<個室ビデオ店放火>「自殺するつもり」…接見で動機語る

http://headlines.yahoo.co.jp/hl?a=20081004-00000111-mai-soci

容疑者は、放火の動機と当時の行動について「自分としては1人で死ぬつもりだった。でも、煙で苦しくて、我慢できなくなり部屋から出てしまった」と明かした。火の燃え方は「予想外だった」と言い、25人が死傷する大惨事になったことについては「思ってもみなかった。ビデオ店を出て、救急車や消防車を見た時、えらいことになったと思った」と振り返った。

この種の建物への放火事件では、殺人罪まで認定できるかどうか微妙な場合が多く、起訴できない、とうケースも少なからず出てくる傾向があります。
以前、

http://d.hatena.ne.jp/yjochi/20060630#1151621315

とコメントしたことがありますが、上記の事件の場合、殺人までの動機が認定できるかどうか、個室ビデオ店の構造上、中にいる人々が出火に気づくのが遅れたり気づいても逃げ遅れる可能性、といったことを被疑者がどこまで認識、認容していたかどうか等の事情を、殺人罪認定の上でどのように評価するか、ということが問題になりそうです。
最近、

<障害者施設放火>所有者の女を起訴 「殺人」は見送り
http://headlines.yahoo.co.jp/hl?a=20081003-00000146-mai-soci

という

被告は6月2日午前2時過ぎ、7人が入居する同施設の1階物置で熱した炭を新聞紙の上に置いて放火し、施設と隣の民家計2棟を全焼させた。地検は入居者とのトラブルが主な動機とみている。
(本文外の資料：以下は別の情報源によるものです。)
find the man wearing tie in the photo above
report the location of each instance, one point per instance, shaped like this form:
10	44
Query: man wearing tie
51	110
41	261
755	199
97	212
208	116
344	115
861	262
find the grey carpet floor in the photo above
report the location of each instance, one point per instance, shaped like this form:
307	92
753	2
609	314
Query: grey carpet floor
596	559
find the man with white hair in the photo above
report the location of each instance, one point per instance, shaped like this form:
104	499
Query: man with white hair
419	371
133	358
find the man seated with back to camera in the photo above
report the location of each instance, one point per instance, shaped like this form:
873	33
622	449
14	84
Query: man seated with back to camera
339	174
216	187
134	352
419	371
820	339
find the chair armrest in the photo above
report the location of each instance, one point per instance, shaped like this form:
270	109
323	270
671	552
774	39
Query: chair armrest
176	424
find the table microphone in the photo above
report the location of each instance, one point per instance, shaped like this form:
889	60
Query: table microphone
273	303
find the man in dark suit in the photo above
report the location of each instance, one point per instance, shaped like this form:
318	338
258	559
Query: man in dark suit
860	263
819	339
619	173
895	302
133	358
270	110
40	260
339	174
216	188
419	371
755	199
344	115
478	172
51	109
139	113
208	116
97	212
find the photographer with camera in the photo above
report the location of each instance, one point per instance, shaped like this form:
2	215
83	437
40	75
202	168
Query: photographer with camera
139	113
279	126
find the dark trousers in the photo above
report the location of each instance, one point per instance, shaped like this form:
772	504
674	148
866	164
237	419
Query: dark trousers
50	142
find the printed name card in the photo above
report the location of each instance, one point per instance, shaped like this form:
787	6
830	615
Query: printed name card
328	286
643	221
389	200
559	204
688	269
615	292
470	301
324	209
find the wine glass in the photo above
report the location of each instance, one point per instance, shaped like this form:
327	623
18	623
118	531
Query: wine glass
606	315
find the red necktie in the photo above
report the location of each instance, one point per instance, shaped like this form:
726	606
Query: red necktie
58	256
この火事で2階に住む3人が亡くなった。

「入居者とのトラブルが主な動機」という点では、殺人の動機がより強く認められ得る事件で、

殺人罪について地検は▽動機に殺意があったか疑問▽事件直後に自ら119番している−−ことを重視、不起訴処分とした。

という処理結果になっていて、この種事件における殺人罪認定の難しさを浮き彫りにしているという印象を受けました。